Share By Giovanna Fabiano
After nine years at international accounting firm KPMG, Gene Marks decided to try his hand at working for himself.
While it may be a long-held dream for many American workers, Marks makes no bones about it – there’s nothing “romantic” about owning your own business, especially at first. It took years of hard work and sacrifice, but his struggle paid off. Since launching The Marks Group PC — specializing in customer management and other business software —in 1994, his company has grown to more than ten employees and serves 600 active clients across the country.
In 2005, Marks began writing about his experiences as a small business owner, “purely for therapeutic reasons,” he says. But his practical advice and down to earth attitude resonated with readers. He’s now a best-selling author and “guru” of sorts for the small business owner, sharing his tips in daily columns for The New York Times and weekly in Inc., Entrepreneur, Forbes, The Huffington Post, Philadelphia Magazine and Fox Business.
Marks recently talked to Real Business about what aspiring small businesses owners need to know, those pesky mistakes that drive customers away (hint: don’t impose minimum purchase fees for credit cards) and why this is the best time for startups.
What do aspiring business owners need to know before they begin?

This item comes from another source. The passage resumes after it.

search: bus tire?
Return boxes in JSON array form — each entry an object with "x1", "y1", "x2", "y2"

You really need two things: capital, and complete approval and blessing from your family. If you have those two things, you can survive. Seventy-five percent of startups fail within the first five years.
People need to understand that it’s a combination of money and time. When I started my company, I had some money to help pay the bills, but you’ve got to have buy-in from your family. There are a lot of successful entrepreneurs that have been married two or three times. If you don’t value your family enough or they’re not buying in, you won’t succeed at both. I have a wife and three kids, and before I got started, we talked about it a long time. My wife was 100 percent behind me. It’s hard work, but I had no control of my life when I was working for others. My wife said, “If this is a way we can keep balance and have control, I’m 100 percent behind you doing this.”

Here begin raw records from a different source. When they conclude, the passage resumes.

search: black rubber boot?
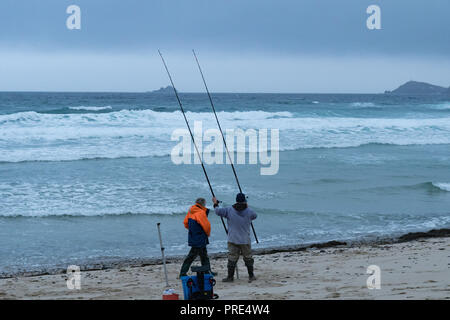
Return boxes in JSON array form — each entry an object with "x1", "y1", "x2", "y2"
[
  {"x1": 247, "y1": 266, "x2": 256, "y2": 282},
  {"x1": 222, "y1": 261, "x2": 236, "y2": 282}
]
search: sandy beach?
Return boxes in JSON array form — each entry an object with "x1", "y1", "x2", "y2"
[{"x1": 0, "y1": 237, "x2": 450, "y2": 300}]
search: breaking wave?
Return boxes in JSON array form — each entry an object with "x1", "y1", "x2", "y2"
[{"x1": 0, "y1": 107, "x2": 450, "y2": 162}]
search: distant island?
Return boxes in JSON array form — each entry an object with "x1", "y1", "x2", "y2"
[
  {"x1": 384, "y1": 81, "x2": 450, "y2": 95},
  {"x1": 148, "y1": 86, "x2": 173, "y2": 94}
]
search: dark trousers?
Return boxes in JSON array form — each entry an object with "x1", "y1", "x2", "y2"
[{"x1": 180, "y1": 247, "x2": 211, "y2": 275}]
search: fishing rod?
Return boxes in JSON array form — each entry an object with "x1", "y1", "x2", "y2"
[
  {"x1": 192, "y1": 50, "x2": 259, "y2": 243},
  {"x1": 158, "y1": 50, "x2": 228, "y2": 234}
]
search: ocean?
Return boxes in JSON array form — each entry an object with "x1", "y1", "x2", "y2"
[{"x1": 0, "y1": 92, "x2": 450, "y2": 275}]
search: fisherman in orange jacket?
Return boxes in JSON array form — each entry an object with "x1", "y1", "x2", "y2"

What are some of the biggest mistakes you see small business owners making repeatedly?
I see too much planning and analysis and a little less doing. If you want to expand, do it slowly and grow at a pace you’re comfortable with — you don’t have to be master of the universe.
I think too many people romanticize being a business owner.
When someone calls themselves an entrepreneur, I cringe. There are big investors and there are small business owners. I spend my life collecting money, writing payroll checks and not ever feeling like I have enough money. Everybody has what they’re good at. Entrepreneurs are good at investing. Some people are good at sales and marketing. People don’t recognize their own limitations. Figure out what your strengths are and delegate the rest.
Is the customer always right? How do you balance earning profits and keeping customers happy?
You have to choose your battles. The customer is not always right, but you can’t tell them that. When you have a customer that just won’t take no for an answer or makes unreasonable requests, don’t argue with them. I’m responsible for telling them what I would do in this situation, like a dad talking to a teenager, and as long as you advise them, it’s up to them. I hate when people say, “Fire customers.” Don’t fire them. Let them choose to fire you.
You as the business owner also don’t want to make stupid mistakes that end up costing you customers. When businesses don’t accept credit cards or have these minimum fees, you and I are inconvenienced. I don’t have the cash so I’m just going to go elsewhere. They’re trying to save a dollar and they end up costing themselves a hundred dollars because they’re losing a customer.
What are some of the biggest challenges facing aspiring small business owners today?
I’m a believer that there really are no significant external challenges for a startup today. There’s never been a better time to start a small business because you can start it for next to nothing.
Technology is such that you can start anything from your own home. It requires less capital and there are more resources: outsourcing, crowdfunding, SBA (U.S. Small Business Administration) loans, etcetera.
The challenge is internal. It’s the challenge of being an American in 2014 and being willing to sacrifice, move to a place with lower rent, not going out to Bennigans … would you be willing to give that up?
So what’s the takeaway for someone who wants to start a business?
The idea doesn’t have be that great — you have to be great. There are a million plumbers out there, but that doesn’t mean you shouldn’t start your own plumbing business if you’re better than the rest. Do you have the testicular fortitude to go out and be the best plumber out there?